People v DeJesus
2007 NY Slip Op 08318 [45 AD3d 986]
November 8, 2007
Appellate Division, Third Department
Published by New York State Law Reporting Bureau pursuant to Judiciary Law § 431.
As corrected through Wednesday, January 16, 2008

The People of the State of New York, Respondent,
Hector L. DeJesus, Appellant.

[*1] Mark Diamond, Albany, for appellant, and appellant pro se.

Beth G. Cozzolino, District Attorney, Hudson (H. Neal Conolly of counsel), for respondent.

Crew III, J. Appeal from a judgment of the County Court of Columbia County (Czajka, J.), rendered August 31, 2005, upon a verdict convicting defendant of the crimes of murder in the second degree and burglary in the second degree.

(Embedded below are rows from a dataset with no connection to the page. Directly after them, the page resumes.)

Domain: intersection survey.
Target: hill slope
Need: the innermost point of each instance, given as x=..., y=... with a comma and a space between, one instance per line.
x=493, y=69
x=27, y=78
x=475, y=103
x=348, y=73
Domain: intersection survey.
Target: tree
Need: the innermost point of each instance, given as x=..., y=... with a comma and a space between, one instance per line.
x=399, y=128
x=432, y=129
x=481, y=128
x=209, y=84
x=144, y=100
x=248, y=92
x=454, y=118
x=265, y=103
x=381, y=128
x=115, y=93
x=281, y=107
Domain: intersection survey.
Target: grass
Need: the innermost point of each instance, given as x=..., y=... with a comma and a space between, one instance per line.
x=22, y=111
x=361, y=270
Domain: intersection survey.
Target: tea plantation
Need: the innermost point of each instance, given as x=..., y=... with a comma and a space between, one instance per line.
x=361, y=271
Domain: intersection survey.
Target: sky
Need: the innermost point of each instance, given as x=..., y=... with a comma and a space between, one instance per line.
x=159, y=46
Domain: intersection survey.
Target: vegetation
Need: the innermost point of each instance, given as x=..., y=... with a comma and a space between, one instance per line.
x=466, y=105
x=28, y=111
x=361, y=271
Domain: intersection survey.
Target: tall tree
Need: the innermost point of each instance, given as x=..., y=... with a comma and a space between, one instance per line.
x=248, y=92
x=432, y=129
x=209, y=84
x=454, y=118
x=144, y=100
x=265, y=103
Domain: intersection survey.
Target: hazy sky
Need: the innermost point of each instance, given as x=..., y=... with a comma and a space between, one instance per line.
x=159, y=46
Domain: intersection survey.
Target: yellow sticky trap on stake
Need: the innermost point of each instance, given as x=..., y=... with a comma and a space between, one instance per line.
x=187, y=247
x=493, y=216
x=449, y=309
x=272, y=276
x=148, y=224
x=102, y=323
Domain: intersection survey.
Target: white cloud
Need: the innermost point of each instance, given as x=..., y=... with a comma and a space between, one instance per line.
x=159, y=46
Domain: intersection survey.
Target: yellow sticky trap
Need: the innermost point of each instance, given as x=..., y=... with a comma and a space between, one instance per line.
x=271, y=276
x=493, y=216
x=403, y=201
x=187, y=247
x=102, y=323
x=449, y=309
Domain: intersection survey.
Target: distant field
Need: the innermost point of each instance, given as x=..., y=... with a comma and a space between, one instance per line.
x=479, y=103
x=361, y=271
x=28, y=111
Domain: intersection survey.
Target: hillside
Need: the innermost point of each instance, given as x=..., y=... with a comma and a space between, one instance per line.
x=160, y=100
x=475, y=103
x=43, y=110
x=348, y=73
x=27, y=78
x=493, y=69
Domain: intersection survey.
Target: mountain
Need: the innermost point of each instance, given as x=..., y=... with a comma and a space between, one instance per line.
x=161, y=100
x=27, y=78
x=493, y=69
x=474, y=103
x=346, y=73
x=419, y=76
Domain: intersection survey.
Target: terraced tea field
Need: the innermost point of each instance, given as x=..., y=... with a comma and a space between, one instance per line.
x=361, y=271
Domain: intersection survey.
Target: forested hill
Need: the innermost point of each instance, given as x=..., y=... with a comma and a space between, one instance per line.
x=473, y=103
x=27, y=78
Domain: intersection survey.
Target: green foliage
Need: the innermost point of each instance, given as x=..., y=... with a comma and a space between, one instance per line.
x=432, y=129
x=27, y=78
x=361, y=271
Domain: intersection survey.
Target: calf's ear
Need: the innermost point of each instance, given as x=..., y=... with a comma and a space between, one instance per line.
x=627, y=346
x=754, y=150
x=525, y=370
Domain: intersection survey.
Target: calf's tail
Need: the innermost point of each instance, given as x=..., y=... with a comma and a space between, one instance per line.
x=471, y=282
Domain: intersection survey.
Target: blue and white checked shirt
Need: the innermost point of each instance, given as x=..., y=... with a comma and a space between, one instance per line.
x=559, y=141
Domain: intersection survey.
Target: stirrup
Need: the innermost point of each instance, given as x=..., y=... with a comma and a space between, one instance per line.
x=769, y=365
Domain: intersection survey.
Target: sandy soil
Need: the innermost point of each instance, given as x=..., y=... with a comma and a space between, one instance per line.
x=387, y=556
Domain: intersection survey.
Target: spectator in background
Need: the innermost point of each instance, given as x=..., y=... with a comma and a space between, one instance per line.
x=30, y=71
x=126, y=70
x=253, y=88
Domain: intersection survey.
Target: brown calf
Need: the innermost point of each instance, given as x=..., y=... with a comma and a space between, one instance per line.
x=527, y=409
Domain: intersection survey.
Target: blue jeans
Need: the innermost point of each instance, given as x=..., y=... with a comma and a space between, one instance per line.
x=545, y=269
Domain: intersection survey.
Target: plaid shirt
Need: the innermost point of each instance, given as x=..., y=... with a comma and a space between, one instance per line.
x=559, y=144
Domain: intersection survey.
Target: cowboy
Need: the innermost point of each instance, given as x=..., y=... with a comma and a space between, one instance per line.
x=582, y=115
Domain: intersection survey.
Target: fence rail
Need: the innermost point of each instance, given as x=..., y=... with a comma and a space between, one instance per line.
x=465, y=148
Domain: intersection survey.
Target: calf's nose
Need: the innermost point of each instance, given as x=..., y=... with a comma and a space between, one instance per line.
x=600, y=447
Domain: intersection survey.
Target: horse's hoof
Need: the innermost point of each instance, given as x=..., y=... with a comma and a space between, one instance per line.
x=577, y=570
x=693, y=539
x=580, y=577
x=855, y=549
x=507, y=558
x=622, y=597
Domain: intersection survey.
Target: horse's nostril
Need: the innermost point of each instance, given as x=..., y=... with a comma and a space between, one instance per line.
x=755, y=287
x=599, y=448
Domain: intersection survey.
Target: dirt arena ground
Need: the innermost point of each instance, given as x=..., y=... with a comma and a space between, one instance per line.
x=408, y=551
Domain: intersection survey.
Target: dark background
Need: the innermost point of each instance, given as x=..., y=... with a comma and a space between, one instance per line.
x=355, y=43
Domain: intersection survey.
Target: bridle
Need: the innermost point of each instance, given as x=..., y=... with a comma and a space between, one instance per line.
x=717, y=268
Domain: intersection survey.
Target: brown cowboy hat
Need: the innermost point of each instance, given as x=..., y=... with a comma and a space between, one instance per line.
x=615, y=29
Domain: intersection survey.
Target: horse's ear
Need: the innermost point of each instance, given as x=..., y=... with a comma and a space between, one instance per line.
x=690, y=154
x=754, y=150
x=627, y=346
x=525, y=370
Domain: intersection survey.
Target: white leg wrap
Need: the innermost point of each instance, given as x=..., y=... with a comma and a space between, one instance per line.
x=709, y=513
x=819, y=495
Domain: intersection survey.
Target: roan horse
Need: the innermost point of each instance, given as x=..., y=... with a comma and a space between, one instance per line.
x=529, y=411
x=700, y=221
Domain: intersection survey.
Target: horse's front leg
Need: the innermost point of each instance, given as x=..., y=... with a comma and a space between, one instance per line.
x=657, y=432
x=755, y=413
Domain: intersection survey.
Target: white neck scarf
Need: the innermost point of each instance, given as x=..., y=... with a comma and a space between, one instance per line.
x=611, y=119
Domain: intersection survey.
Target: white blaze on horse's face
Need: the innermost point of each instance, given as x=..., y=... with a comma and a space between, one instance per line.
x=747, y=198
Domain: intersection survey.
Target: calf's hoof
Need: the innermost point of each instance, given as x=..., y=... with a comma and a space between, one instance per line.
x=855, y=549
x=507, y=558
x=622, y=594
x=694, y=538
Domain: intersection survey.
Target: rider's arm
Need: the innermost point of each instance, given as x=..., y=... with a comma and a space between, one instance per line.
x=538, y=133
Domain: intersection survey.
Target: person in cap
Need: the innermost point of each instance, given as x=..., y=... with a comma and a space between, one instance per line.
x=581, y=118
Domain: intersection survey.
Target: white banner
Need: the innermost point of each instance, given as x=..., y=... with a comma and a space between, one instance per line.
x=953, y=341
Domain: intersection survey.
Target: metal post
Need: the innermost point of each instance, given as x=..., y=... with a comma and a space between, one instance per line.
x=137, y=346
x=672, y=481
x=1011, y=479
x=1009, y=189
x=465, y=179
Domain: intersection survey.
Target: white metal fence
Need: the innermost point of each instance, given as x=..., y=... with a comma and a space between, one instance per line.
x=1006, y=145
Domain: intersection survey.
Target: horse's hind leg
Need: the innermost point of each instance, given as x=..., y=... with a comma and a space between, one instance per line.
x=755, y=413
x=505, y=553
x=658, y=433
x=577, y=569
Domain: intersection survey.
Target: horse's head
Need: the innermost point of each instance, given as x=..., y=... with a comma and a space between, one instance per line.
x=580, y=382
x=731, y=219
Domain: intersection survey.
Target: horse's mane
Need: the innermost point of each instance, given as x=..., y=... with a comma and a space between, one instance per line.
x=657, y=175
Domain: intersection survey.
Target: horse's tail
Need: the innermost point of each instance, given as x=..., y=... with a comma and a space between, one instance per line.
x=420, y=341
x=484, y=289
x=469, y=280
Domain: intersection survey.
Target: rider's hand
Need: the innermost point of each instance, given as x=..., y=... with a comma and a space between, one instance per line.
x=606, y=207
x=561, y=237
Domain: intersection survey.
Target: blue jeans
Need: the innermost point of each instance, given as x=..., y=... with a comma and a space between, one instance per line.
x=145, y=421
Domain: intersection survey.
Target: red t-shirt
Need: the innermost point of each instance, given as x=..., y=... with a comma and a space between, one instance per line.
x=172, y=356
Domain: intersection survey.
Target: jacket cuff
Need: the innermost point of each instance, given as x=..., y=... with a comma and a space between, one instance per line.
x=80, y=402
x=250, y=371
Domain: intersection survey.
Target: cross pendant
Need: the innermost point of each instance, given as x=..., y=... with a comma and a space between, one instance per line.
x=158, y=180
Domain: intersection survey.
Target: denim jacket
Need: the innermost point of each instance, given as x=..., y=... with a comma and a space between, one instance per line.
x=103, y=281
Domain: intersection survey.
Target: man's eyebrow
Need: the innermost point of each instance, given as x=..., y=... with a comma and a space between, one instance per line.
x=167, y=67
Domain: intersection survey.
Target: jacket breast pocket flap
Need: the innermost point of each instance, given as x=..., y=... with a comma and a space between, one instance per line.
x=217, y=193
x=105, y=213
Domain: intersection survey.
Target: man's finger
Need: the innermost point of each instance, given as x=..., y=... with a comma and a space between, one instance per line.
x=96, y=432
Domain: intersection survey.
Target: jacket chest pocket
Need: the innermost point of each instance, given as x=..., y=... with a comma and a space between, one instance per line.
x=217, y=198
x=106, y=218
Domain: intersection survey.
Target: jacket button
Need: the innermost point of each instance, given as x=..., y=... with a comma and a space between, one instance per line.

In the early morning hours of November 1, 2004, defendant and four others went to the home of Henry Gropp for the purpose of stealing money. Upon entering the home, the group were confronted by Gropp and, during the encounter, Gropp was fatally stabbed. Consequently, defendant was indicted and charged with felony murder and burglary in the second degree. Upon his unsuccessful attempt to have his confession suppressed, defendant was convicted on both counts of the indictment and sentenced to concurrent prison terms of 25 years to life on the felony murder conviction and 15 years on the burglary conviction. Defendant now appeals.

Defendant initially contends that County Court improperly denied his motion to suppress inasmuch as the police used deceptive measures to get him to go to police headquarters, [*2]denied him access to his brother and did not permit him to call his father. We disagree. While defendant's consent to accompany the police to the station was obtained by ruse, there is nothing in the record revealing that defendant's assent was anything other than voluntary and nothing suggests that defendant's ultimate statement was the result of such ruse, thus rendering his statement admissible (see People v MacGilfrey, 288 AD2d 554, 556 [2001], lv denied 97 NY2d 757 [2002]).

The record further reflects that defendant's brother came to the station and asked about defendant but apparently was not permitted to see him. Defendant claims that this was a basis for suppression of his statement. Again, we disagree. It is now well established that the police are not required to provide a defendant access to a family member who is present at police headquarters during interrogation (see People v Cole, 24 AD3d 1021, 1023 [2005], lv denied 6 NY3d 832 [2006]).

Finally, defendant claims that County Court erred in failing to suppress his inculpatory statement by reason of the police failing to permit him to call his father. Initially, we note that the record does not support defendant's contention that the police denied him the opportunity to telephone his father. But, even if they did, we note that defendant was legally an adult and the police had no obligation to permit him to make such a call during the interrogation (see People v Henson, 263 AD2d 550, 551 [1999], lv denied 93 NY2d 1044 [1999]; People v Shepard, 259 AD2d 775, 776 [1999], lv denied 93 NY2d 979 [1999]).

We have considered defendant's remaining arguments, including those contained in his pro se brief, and find them equally without merit excepting defendant's contention that County Court erred in admitting a hockey mask into evidence. While that evidence was inadmissible, we find such error to be harmless in light of the otherwise overwhelming evidence of defendant's guilt.

Cardona, P.J., Mercure, Carpinello and Kane, JJ., concur. Ordered that the judgment is affirmed.